ChatMinerva, the Italian AI with real-time web access, arrives
It is a multimodal Ai assistant capable of reading texts, interpreting images, analysing documents and surfing the Web in real time, all while conversing in Italian with an unprecedented level of reliability for a model developed entirely in Italia
A system where photos of pages in a foreign language can be uploaded to be translated, and perhaps even summarised, into Italian in real time. Or a model to be asked to analyse scientific articles in detail. Although these are not absolute novelties in the world of artificial intelligence, they become so when we refer to the Italia panorama. The novelty in our country, in this sense, comes from ChatMinerva, freshly presented by the Sapienza NLP research group of La Sapienza University of Rome, led by Professor Roberto Navigli, in collaboration with Babelscape, an academic spin-off founded ten years ago.
It is a multimodal Ai assistant capable of reading texts, interpreting images, analysing documents and surfing the Web in real time, all while conversing in Italian with an unprecedented level of reliability for a model developed entirely in Italia. The project stands out for a feature that, in the current panorama, is far from being taken for granted: transparency and direct control over the entire life cycle of the system, from pre-training to fine-tuning, up to content moderation mechanisms.
From voice to OCR, up to 32 thousand tokens
The technical innovations are several. On the multimodal understanding front, the model is now able to process photographs, scanned pages, reports and scientific articles, combining visual and textual information and performing optical character recognition (OCR) on digitised documents. It is also possible to interact vocally with the system.

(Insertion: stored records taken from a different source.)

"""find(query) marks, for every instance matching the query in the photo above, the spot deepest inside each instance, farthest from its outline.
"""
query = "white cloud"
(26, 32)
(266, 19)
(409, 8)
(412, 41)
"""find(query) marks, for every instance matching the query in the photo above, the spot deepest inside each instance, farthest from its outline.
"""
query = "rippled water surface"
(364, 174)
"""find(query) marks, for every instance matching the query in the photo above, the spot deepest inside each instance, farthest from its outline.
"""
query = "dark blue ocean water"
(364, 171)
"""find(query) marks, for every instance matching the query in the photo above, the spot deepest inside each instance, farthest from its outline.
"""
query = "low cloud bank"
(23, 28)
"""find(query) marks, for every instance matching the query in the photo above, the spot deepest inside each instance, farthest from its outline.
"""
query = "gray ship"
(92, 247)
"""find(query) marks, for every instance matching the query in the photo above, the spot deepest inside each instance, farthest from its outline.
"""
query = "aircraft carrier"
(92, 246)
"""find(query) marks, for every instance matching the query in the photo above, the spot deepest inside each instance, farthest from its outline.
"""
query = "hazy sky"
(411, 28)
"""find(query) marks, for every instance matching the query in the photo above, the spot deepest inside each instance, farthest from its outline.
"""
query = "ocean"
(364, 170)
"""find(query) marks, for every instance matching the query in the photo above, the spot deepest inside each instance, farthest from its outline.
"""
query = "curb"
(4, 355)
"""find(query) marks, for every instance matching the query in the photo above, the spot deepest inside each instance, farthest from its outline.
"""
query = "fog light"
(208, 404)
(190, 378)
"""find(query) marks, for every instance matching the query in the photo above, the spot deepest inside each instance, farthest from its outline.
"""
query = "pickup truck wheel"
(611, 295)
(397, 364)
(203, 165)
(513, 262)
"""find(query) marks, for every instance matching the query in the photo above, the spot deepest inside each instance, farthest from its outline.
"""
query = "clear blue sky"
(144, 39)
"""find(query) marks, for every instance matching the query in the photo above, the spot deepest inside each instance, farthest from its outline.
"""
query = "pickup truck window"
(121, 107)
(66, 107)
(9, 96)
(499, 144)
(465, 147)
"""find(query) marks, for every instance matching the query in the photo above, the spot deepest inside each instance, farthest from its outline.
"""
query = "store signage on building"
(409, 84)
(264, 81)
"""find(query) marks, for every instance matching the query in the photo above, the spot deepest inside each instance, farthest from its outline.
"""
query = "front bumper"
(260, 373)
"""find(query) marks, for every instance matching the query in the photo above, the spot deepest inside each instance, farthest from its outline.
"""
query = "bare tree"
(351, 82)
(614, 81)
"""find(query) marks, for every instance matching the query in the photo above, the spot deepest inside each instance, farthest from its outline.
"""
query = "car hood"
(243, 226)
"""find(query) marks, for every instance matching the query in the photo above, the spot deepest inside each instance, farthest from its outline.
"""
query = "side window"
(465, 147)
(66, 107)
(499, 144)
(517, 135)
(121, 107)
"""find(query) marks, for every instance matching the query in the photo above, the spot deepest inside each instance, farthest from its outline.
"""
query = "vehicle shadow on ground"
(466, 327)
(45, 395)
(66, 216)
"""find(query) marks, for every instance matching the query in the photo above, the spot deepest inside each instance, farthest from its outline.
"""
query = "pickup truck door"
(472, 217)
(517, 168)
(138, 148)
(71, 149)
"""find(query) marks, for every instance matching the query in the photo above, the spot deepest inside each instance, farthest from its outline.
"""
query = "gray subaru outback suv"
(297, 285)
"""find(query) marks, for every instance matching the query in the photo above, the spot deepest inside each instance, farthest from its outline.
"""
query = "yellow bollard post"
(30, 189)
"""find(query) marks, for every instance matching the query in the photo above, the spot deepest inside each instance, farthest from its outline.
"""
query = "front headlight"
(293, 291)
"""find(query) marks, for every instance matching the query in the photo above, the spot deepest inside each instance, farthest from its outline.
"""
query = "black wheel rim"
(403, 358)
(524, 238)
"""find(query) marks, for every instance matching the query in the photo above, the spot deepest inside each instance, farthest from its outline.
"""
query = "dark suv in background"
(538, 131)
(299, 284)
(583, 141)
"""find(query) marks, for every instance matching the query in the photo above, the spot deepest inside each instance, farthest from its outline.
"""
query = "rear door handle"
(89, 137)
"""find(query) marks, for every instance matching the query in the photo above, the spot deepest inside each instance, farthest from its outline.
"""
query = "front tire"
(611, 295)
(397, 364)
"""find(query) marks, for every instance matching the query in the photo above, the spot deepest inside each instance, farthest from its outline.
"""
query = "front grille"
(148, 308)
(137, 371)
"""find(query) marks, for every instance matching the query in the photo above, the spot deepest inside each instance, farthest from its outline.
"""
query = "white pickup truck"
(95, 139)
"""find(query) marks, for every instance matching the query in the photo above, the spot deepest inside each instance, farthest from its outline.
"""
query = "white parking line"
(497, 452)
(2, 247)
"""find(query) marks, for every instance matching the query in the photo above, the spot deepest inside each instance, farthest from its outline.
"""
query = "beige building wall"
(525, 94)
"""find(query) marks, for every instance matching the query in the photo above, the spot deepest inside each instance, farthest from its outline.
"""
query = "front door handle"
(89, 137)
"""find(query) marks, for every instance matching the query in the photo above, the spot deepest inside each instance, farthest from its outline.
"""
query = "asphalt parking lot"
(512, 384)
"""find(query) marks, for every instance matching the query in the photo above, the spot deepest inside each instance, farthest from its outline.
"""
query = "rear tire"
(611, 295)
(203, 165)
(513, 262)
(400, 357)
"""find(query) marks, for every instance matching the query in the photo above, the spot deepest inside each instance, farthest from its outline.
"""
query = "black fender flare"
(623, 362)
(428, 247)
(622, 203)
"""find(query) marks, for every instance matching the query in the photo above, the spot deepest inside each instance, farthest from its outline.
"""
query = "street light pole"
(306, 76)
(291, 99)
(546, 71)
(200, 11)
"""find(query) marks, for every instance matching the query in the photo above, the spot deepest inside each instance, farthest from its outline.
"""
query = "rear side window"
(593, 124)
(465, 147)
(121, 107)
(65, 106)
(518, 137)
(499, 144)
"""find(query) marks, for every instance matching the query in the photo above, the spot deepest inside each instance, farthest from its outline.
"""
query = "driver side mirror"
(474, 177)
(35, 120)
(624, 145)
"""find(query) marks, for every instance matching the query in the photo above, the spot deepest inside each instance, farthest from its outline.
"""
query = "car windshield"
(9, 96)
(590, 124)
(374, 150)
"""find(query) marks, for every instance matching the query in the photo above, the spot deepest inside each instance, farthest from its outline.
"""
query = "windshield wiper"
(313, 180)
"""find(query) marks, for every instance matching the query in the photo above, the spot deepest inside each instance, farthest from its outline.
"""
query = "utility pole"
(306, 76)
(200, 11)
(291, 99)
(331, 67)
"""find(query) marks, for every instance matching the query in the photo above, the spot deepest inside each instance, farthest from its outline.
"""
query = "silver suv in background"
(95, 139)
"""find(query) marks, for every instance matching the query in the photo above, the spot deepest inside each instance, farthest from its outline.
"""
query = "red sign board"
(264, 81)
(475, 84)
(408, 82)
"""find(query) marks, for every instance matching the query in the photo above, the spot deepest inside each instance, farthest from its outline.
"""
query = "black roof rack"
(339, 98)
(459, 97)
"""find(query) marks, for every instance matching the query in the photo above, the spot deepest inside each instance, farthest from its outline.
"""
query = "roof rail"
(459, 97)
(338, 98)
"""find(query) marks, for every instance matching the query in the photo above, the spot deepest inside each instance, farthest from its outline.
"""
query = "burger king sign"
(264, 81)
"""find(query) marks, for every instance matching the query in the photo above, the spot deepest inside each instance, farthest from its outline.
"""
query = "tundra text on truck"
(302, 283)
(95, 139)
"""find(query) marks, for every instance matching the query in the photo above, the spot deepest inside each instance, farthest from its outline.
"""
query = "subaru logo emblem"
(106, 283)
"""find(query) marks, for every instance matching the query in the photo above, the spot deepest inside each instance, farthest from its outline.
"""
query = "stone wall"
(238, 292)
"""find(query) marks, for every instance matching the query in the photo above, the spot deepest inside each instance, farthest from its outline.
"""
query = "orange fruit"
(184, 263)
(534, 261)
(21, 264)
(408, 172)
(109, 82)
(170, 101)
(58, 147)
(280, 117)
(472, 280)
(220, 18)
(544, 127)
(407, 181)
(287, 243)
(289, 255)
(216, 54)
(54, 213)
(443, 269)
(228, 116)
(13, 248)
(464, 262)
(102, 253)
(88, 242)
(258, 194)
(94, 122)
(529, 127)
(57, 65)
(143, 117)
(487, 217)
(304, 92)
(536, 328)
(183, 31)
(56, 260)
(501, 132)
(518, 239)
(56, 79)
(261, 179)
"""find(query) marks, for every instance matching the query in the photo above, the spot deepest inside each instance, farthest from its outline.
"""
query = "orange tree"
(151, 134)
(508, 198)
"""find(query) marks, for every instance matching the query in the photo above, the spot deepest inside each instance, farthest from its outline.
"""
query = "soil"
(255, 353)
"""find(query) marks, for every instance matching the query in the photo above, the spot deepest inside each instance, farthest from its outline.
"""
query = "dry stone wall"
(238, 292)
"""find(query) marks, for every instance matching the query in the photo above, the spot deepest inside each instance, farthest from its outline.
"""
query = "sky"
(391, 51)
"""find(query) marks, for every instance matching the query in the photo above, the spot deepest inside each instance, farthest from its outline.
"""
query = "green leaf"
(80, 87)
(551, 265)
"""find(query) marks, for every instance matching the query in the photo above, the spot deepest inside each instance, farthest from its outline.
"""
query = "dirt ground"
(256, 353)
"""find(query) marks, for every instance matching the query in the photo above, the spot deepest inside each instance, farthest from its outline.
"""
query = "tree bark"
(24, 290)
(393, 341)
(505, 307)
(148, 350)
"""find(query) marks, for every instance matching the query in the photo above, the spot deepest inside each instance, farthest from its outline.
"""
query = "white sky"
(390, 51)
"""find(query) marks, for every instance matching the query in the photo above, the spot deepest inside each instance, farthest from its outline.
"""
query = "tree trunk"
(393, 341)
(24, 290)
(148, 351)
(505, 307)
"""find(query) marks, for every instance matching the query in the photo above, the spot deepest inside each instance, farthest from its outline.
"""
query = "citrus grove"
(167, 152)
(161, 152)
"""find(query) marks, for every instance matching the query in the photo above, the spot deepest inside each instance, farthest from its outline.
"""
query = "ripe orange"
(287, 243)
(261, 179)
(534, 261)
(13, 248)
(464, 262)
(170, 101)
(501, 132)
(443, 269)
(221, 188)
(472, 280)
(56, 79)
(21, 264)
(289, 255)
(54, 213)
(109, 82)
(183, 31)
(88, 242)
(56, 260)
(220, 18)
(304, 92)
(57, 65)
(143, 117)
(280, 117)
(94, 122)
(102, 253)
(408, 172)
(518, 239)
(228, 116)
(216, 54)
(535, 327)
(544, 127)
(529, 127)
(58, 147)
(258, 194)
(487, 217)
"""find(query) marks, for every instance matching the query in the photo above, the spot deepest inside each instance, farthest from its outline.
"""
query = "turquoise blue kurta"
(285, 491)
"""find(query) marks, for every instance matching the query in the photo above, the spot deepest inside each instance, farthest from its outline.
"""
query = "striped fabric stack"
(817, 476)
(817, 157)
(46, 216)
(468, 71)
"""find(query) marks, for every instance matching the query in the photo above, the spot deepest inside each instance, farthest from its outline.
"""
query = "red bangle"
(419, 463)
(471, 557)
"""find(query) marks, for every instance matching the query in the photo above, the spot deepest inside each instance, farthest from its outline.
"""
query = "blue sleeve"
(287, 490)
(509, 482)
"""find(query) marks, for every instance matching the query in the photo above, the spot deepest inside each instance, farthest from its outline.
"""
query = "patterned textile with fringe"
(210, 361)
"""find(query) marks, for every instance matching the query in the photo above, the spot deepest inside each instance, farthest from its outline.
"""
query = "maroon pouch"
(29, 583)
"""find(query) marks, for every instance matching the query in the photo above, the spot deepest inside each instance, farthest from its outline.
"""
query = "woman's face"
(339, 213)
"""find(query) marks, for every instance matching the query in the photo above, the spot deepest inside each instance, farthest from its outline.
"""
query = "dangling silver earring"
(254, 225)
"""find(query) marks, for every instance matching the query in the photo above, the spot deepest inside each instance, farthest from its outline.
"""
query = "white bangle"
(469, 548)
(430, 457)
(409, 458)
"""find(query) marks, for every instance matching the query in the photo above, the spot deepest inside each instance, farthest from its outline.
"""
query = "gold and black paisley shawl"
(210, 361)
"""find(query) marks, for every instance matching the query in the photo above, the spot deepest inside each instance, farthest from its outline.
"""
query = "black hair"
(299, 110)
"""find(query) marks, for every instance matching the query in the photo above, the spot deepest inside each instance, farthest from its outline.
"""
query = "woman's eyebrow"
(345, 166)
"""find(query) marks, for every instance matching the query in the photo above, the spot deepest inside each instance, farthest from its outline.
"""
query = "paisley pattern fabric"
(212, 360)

On the information access front, ChatMinerva integrates a Web RAG - Retrieval-Augmented Generation - system based on the open search engine DuckDuckGo, which allows the model to draw on up-to-date sources in real time, overcoming the typical limitations of models trained on static data.
Also noteworthy is the extension of the contextual window up to 32,000 tokens, achieved through continuous training: a threshold that allows long documents and articulated conversations to be handled without loss of coherence. Everything is manned by a dedicated security component, which analyses input and output to filter out unwanted, untrusted or sensitive content.